REPUBLIKA.CO.ID, SURABAYA-- Menteri Pendidikan Nasional, Mohammad Nuh, membantah pihaknya melakukan korupsi Rp2,3 triliun terkait temuan Badan Pemeriksa Keuangasn (BPK) tentang penyimpangan di kementerian yang dipimpinnya.
"Penyimpangan APBN 2009 yang dilaporkan BPK itu bukan berarti penyelewengan atau mengarah ke tindak pidana korupsi," katanya kepada pers di kediamannya, di Surabaya, Ahad.

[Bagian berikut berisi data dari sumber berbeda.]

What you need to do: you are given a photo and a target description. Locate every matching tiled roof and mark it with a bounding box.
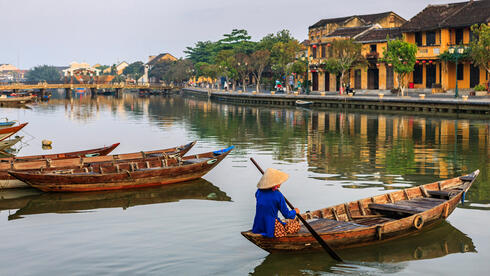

Didampingi staf khusus bidang media massa, Sukemi, ia menjelaskan bahwa penyimpangan yang ditemukan BPK umumnya tentang proyek rumah sakit pendidikan (RSP) yang seharusnya sudah selesai, tapi ternyata belum.
"Jadi, nilai proyek tidak diselewengkan atau bahkan dikorupsi, tapi ada kerugian akibat penyelesaian yang tidak tepat waktu. Umumnya proyek di rumah sakit pendidikan (RSP)," katanya.
RSP yang dimaksud ada pada sembilan universitas yakni Unair, Universitas Mataram, Universitas Sumatera Utara (USU), Unhas, Unpad, UGM, Universitas Brawijaya (UB) Malang, Universitas Negeri Jakarta (UNJ), dan Universitas Udayana (Unud) Denpasar.
Menurut mantan Rektor ITS Surabaya itu, bentuk penyimpangan lainnya adalah adanya 150-an rekening yang dikategorikan BPK sebagai rekening liar. "Tapi, rekening itu juga bukan diselewengkan, melainkan rekening yang dibuka atas nama pembantu rektor yang membidangi kerja sama dengan mitra asing, pemerintah, atau swasta," katanya.
Belajar dari temuan BPK itu, katanya, pihaknya akan segera mengadakan rapat kerja (raker) terkait peraturan perundang-undangan, agar status audit BPK berupa "wajar dengan pengecualian" (WDP) dapat berubah menjadi "wajar tanpa pengecualian" (WTP).